Let $f : \mathbb{R} \rightarrow \mathbb{R}$ be a $4$ times differentiable function and let $f(0) = 0$, $f'(0) = 0$, $f''(0) = 0$, $f'''(0) = 6$. Prove that there exists an interval $I = [a,b]$ such that $0 \in (a,b)$ and for all $x \in I$: $$ f''(x) > 0 $$ for $x >0$, $$f''(x) < 0$$ for $x < 0$.
I tried using the formula of Taylor. For every $x \in I\setminus \{0\}$ there is a $c \in (0,x)$ such that $$f(x) = \frac{f(0)}{0!} x^0 + \frac{f'(0)}{1!}x^1 + \frac{f''(0)}{2!}x^2 + \frac{f'''(0)}{3!}x^3 + \frac{f''''(c)}{4!}x^4 = x^3 + \frac{f''''(c)}{4!}x^4$$
From this follows:
$$f'(x) = 3x^2 + \frac{f''''(c)}{3!}x^3,$$ and $$f''(x) = 6x + \frac{f''''(c)}{2!}x^2. $$
I am not sure if I can use this in my proof.
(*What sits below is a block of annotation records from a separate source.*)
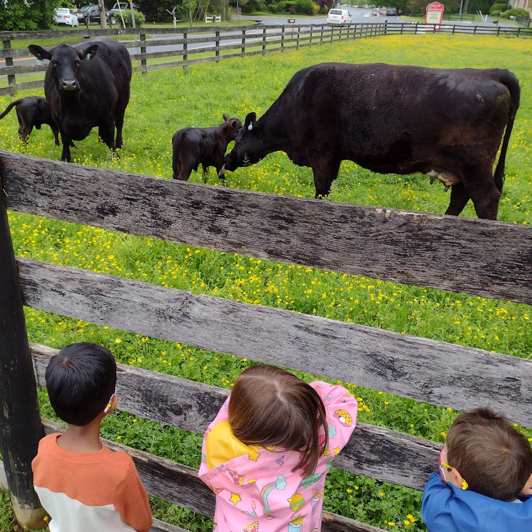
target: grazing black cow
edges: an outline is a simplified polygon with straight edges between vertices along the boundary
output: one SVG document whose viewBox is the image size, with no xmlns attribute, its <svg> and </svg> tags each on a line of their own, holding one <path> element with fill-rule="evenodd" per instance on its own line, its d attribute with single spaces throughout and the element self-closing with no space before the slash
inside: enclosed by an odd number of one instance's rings
<svg viewBox="0 0 532 532">
<path fill-rule="evenodd" d="M 282 150 L 312 169 L 319 197 L 350 159 L 380 173 L 428 173 L 452 186 L 446 214 L 471 198 L 479 218 L 495 220 L 520 92 L 498 69 L 315 65 L 294 74 L 260 120 L 247 115 L 221 171 Z"/>
<path fill-rule="evenodd" d="M 216 168 L 220 177 L 227 145 L 242 127 L 238 118 L 229 118 L 223 113 L 223 123 L 213 128 L 185 128 L 176 131 L 172 137 L 172 168 L 173 178 L 186 181 L 193 170 L 197 170 L 201 163 L 203 181 L 210 166 Z"/>
<path fill-rule="evenodd" d="M 50 106 L 45 98 L 40 96 L 27 96 L 14 100 L 8 106 L 2 114 L 2 120 L 14 107 L 16 107 L 16 118 L 19 119 L 19 136 L 24 146 L 28 143 L 28 137 L 33 130 L 34 126 L 40 129 L 43 124 L 48 124 L 52 128 L 55 139 L 55 145 L 59 145 L 57 129 L 50 112 Z"/>
<path fill-rule="evenodd" d="M 61 134 L 61 160 L 70 161 L 70 143 L 82 140 L 94 127 L 110 149 L 122 147 L 131 78 L 126 47 L 109 37 L 63 43 L 50 50 L 35 44 L 28 47 L 38 59 L 50 61 L 44 92 Z"/>
</svg>

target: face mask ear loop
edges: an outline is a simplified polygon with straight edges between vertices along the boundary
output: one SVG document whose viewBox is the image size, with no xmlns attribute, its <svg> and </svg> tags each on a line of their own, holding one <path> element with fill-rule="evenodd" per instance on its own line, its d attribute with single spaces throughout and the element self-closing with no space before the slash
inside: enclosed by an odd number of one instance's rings
<svg viewBox="0 0 532 532">
<path fill-rule="evenodd" d="M 103 409 L 103 411 L 106 413 L 108 414 L 109 413 L 109 410 L 111 410 L 111 403 L 113 401 L 113 397 L 117 395 L 117 390 L 115 390 L 113 393 L 113 395 L 111 396 L 109 398 L 109 401 L 107 402 L 107 406 Z M 465 489 L 465 488 L 464 488 Z"/>
</svg>

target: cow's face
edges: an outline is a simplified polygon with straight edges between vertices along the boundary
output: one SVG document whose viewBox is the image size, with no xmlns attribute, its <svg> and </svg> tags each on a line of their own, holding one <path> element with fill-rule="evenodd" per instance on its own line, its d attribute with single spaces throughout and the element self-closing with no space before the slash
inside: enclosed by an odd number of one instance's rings
<svg viewBox="0 0 532 532">
<path fill-rule="evenodd" d="M 242 122 L 238 118 L 229 118 L 229 115 L 226 113 L 223 113 L 223 120 L 225 121 L 222 125 L 226 140 L 228 144 L 235 140 L 237 133 L 242 129 Z"/>
<path fill-rule="evenodd" d="M 49 61 L 47 73 L 51 73 L 60 93 L 74 94 L 81 88 L 79 71 L 82 62 L 94 57 L 98 45 L 91 45 L 82 51 L 64 43 L 51 50 L 35 44 L 28 48 L 38 60 Z"/>
<path fill-rule="evenodd" d="M 223 160 L 225 170 L 234 170 L 240 167 L 259 162 L 266 155 L 261 137 L 260 126 L 256 125 L 257 115 L 250 113 L 244 127 L 235 138 L 235 146 Z"/>
</svg>

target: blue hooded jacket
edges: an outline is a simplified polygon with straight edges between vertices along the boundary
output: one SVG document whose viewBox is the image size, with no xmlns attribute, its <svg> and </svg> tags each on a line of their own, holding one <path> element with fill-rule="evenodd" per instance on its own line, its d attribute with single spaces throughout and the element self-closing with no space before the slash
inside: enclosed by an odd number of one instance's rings
<svg viewBox="0 0 532 532">
<path fill-rule="evenodd" d="M 505 502 L 459 489 L 432 473 L 423 490 L 421 514 L 429 532 L 532 532 L 532 496 Z"/>
</svg>

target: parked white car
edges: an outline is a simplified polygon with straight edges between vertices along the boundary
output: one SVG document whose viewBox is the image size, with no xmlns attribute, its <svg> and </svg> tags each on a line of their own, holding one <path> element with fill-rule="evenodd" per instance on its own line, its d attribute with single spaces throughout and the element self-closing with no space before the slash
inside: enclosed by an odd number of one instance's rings
<svg viewBox="0 0 532 532">
<path fill-rule="evenodd" d="M 343 26 L 351 23 L 351 14 L 346 9 L 331 9 L 327 15 L 327 24 Z"/>
<path fill-rule="evenodd" d="M 56 9 L 55 14 L 54 15 L 54 20 L 57 24 L 66 24 L 66 26 L 72 26 L 72 28 L 79 26 L 78 15 L 66 7 L 60 7 Z"/>
</svg>

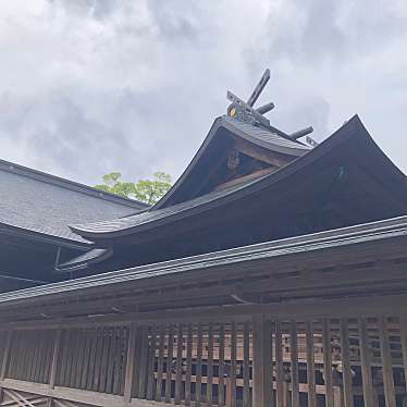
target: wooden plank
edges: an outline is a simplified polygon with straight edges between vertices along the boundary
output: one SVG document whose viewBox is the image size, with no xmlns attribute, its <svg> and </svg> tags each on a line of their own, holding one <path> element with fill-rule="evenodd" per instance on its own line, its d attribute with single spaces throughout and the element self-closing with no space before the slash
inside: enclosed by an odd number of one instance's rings
<svg viewBox="0 0 407 407">
<path fill-rule="evenodd" d="M 363 387 L 363 405 L 365 407 L 374 407 L 372 370 L 370 365 L 370 346 L 367 332 L 367 323 L 365 318 L 358 319 L 359 325 L 359 348 L 361 378 Z"/>
<path fill-rule="evenodd" d="M 207 363 L 207 407 L 212 406 L 213 398 L 213 324 L 208 325 L 208 363 Z"/>
<path fill-rule="evenodd" d="M 76 388 L 81 388 L 82 375 L 84 374 L 84 363 L 85 363 L 84 356 L 85 356 L 85 346 L 86 346 L 85 335 L 86 335 L 86 330 L 82 329 L 79 331 L 78 343 L 77 343 L 77 348 L 76 348 L 76 354 L 77 354 L 76 372 L 75 372 L 75 375 L 76 375 L 75 387 Z"/>
<path fill-rule="evenodd" d="M 176 331 L 176 368 L 175 368 L 175 395 L 174 404 L 181 404 L 182 398 L 182 374 L 183 374 L 183 325 L 178 323 Z"/>
<path fill-rule="evenodd" d="M 174 357 L 174 325 L 170 323 L 166 343 L 165 403 L 171 403 L 172 361 Z"/>
<path fill-rule="evenodd" d="M 224 324 L 219 325 L 219 383 L 218 406 L 224 406 Z"/>
<path fill-rule="evenodd" d="M 250 324 L 243 325 L 243 407 L 251 407 L 250 403 Z"/>
<path fill-rule="evenodd" d="M 392 355 L 390 353 L 387 319 L 380 317 L 378 319 L 380 350 L 382 354 L 383 363 L 383 386 L 384 399 L 386 407 L 396 407 L 396 395 L 394 390 Z"/>
<path fill-rule="evenodd" d="M 114 351 L 116 346 L 116 328 L 111 326 L 109 329 L 109 348 L 108 348 L 108 360 L 107 360 L 107 378 L 104 393 L 113 393 L 113 372 L 114 372 Z"/>
<path fill-rule="evenodd" d="M 190 378 L 193 375 L 193 326 L 188 324 L 186 338 L 185 405 L 190 406 Z"/>
<path fill-rule="evenodd" d="M 270 336 L 271 341 L 271 336 Z M 270 345 L 271 346 L 271 345 Z M 231 324 L 231 407 L 236 407 L 236 356 L 237 356 L 237 337 L 236 323 L 232 321 Z"/>
<path fill-rule="evenodd" d="M 66 367 L 67 367 L 67 359 L 69 359 L 69 343 L 71 337 L 71 330 L 63 330 L 62 331 L 62 355 L 61 355 L 61 366 L 58 371 L 58 380 L 55 384 L 65 385 L 65 375 L 66 375 Z M 90 388 L 90 387 L 89 387 Z"/>
<path fill-rule="evenodd" d="M 341 356 L 343 366 L 343 388 L 344 388 L 344 406 L 354 407 L 354 394 L 351 390 L 351 367 L 349 361 L 349 335 L 348 335 L 348 321 L 345 318 L 341 319 Z"/>
<path fill-rule="evenodd" d="M 283 338 L 281 321 L 274 323 L 275 348 L 275 399 L 276 407 L 285 407 L 284 365 L 283 365 Z"/>
<path fill-rule="evenodd" d="M 292 407 L 299 407 L 298 335 L 297 335 L 297 323 L 294 320 L 289 321 L 289 359 L 291 359 Z"/>
<path fill-rule="evenodd" d="M 316 394 L 316 363 L 313 353 L 313 326 L 312 321 L 306 321 L 306 336 L 307 336 L 307 382 L 308 382 L 308 407 L 317 407 Z"/>
<path fill-rule="evenodd" d="M 136 336 L 137 336 L 137 326 L 135 323 L 132 323 L 130 326 L 130 334 L 128 334 L 126 372 L 124 374 L 124 392 L 123 392 L 124 403 L 130 403 L 132 399 L 133 377 L 134 377 L 134 370 L 135 370 L 134 368 L 135 368 L 135 353 L 136 353 Z"/>
<path fill-rule="evenodd" d="M 112 342 L 111 326 L 107 326 L 103 330 L 103 351 L 100 363 L 100 381 L 99 381 L 99 392 L 107 393 L 107 379 L 109 369 L 109 350 L 110 344 Z"/>
<path fill-rule="evenodd" d="M 53 344 L 51 373 L 49 378 L 50 388 L 53 388 L 55 386 L 55 378 L 57 378 L 59 355 L 60 355 L 60 348 L 61 348 L 61 335 L 62 335 L 62 331 L 58 330 L 55 332 L 54 344 Z"/>
<path fill-rule="evenodd" d="M 202 326 L 198 323 L 197 329 L 197 355 L 196 355 L 196 382 L 195 382 L 195 406 L 199 407 L 202 398 Z"/>
<path fill-rule="evenodd" d="M 400 342 L 403 350 L 403 366 L 404 366 L 404 377 L 407 378 L 407 316 L 402 316 L 399 319 L 400 324 Z M 407 392 L 407 380 L 406 382 L 406 392 Z"/>
<path fill-rule="evenodd" d="M 122 353 L 126 351 L 126 346 L 124 345 L 124 328 L 118 326 L 115 330 L 116 341 L 114 348 L 114 363 L 113 363 L 113 394 L 121 393 L 121 381 L 123 375 L 123 359 Z M 123 348 L 124 345 L 124 348 Z"/>
<path fill-rule="evenodd" d="M 263 314 L 252 317 L 252 406 L 272 406 L 271 322 Z"/>
<path fill-rule="evenodd" d="M 160 343 L 158 348 L 158 367 L 157 367 L 157 385 L 156 385 L 156 402 L 161 402 L 162 392 L 162 374 L 164 370 L 164 325 L 160 326 Z"/>
<path fill-rule="evenodd" d="M 10 348 L 11 348 L 12 336 L 13 336 L 13 331 L 9 331 L 7 333 L 7 337 L 5 337 L 3 360 L 1 362 L 1 370 L 0 370 L 0 380 L 3 380 L 5 378 L 5 374 L 7 374 L 7 370 L 8 370 L 8 366 L 9 366 L 9 359 L 10 359 Z"/>
<path fill-rule="evenodd" d="M 325 382 L 325 406 L 334 407 L 332 378 L 332 346 L 330 320 L 322 320 L 323 377 Z"/>
</svg>

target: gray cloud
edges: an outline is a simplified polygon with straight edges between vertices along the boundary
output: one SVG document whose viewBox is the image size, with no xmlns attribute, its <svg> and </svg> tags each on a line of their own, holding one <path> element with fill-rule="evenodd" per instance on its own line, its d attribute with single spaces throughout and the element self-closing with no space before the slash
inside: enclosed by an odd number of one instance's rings
<svg viewBox="0 0 407 407">
<path fill-rule="evenodd" d="M 16 0 L 0 27 L 0 158 L 89 184 L 177 176 L 226 89 L 269 66 L 274 125 L 323 139 L 359 113 L 407 170 L 405 1 Z"/>
</svg>

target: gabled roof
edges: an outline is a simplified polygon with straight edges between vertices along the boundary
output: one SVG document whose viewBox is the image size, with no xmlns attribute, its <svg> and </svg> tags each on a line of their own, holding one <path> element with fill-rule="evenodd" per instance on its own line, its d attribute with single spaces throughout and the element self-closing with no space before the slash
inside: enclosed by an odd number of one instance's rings
<svg viewBox="0 0 407 407">
<path fill-rule="evenodd" d="M 145 203 L 0 160 L 0 230 L 88 244 L 67 224 L 134 214 Z"/>
<path fill-rule="evenodd" d="M 213 134 L 217 134 L 213 128 L 221 128 L 221 126 L 230 125 L 233 125 L 234 128 L 246 126 L 246 124 L 240 125 L 240 123 L 234 123 L 233 120 L 226 120 L 224 118 L 218 121 L 219 122 L 215 122 L 210 132 L 210 135 L 212 134 L 211 137 L 213 137 Z M 210 140 L 211 137 L 207 137 L 203 144 L 208 145 L 208 139 Z M 270 139 L 273 140 L 273 143 L 267 141 L 270 144 L 270 148 L 291 149 L 292 153 L 295 152 L 301 157 L 274 173 L 267 174 L 229 189 L 212 192 L 169 207 L 166 207 L 168 202 L 161 207 L 160 205 L 157 205 L 144 213 L 122 219 L 74 225 L 71 226 L 71 229 L 75 233 L 97 242 L 98 239 L 109 239 L 130 234 L 135 235 L 155 227 L 168 226 L 172 222 L 185 220 L 198 213 L 219 210 L 217 208 L 222 206 L 231 206 L 231 202 L 236 202 L 239 199 L 255 196 L 255 194 L 260 192 L 268 194 L 269 196 L 280 197 L 291 189 L 291 185 L 298 185 L 304 181 L 303 173 L 305 169 L 314 166 L 316 172 L 320 172 L 321 165 L 319 162 L 322 162 L 321 160 L 323 159 L 325 165 L 330 165 L 330 163 L 333 162 L 335 155 L 342 155 L 341 159 L 343 159 L 343 157 L 346 158 L 350 157 L 350 155 L 355 155 L 351 156 L 353 159 L 358 161 L 360 166 L 365 168 L 365 170 L 370 174 L 369 176 L 371 180 L 373 180 L 377 185 L 380 185 L 388 193 L 388 196 L 384 197 L 384 199 L 388 201 L 387 208 L 381 210 L 384 218 L 386 218 L 387 214 L 399 215 L 407 213 L 406 176 L 374 144 L 358 116 L 350 119 L 331 137 L 312 150 L 306 149 L 299 144 L 293 141 L 289 143 L 289 140 L 286 139 L 283 140 L 279 136 L 275 136 L 275 138 L 274 136 L 270 136 Z M 199 157 L 202 155 L 201 151 L 202 148 L 194 158 L 192 165 L 189 165 L 192 168 L 189 173 L 196 168 L 196 165 L 198 165 L 197 162 L 199 161 Z M 319 168 L 317 168 L 318 165 Z M 189 173 L 188 170 L 184 173 L 182 176 L 182 178 L 184 177 L 184 181 L 181 180 L 178 188 L 181 188 L 183 183 L 186 183 Z M 369 186 L 367 187 L 369 188 Z M 177 193 L 175 185 L 172 195 Z M 172 199 L 171 194 L 168 201 L 170 199 Z M 274 199 L 274 203 L 278 207 L 281 205 L 278 199 Z M 272 212 L 273 208 L 269 207 L 269 211 Z"/>
</svg>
Well, I'll give it a shot. Use Taylor for $f''$ centered at 0, hence, for $h >0$:
$$f''(h) = f''(0) + hf'''(0) + \frac{h^2 f''''(0)}{2} + o(h^2)$$ $$\therefore$$ $$\frac{f''(h)}{h^2} = \frac{6h}{h^2} + \frac{h^2 f''''(0)}{2h^2} + \frac{o(h^2)}{h^2}$$
So, there exists a small enough $h$ such that $\frac{6h}{h^2} > \frac{h^2 f''''(0)}{2h^2} + \frac{o(h^2)}{h^2} \implies f''(h) >0$.
Finally, apply the same for $-h$: $$f''(-h) = f''(0) - hf'''(0) + \frac{h^2 f''''(0)}{2} + o(h^2)=-6h + \frac{h^2 f''''(0)}{2} + o(h^2)$$ $$\therefore$$ $$\frac{f''(-h)}{h^2} = -\frac{6h}{h^2} + \frac{h^2 f''''(0)}{2h^2} + \frac{o(h^2)}{h^2}$$
Again, make $h$ small enough, and we have $f''(-h)<0$.
Since the interval is centered at 0, then $f(0) = 0$ belongs to it.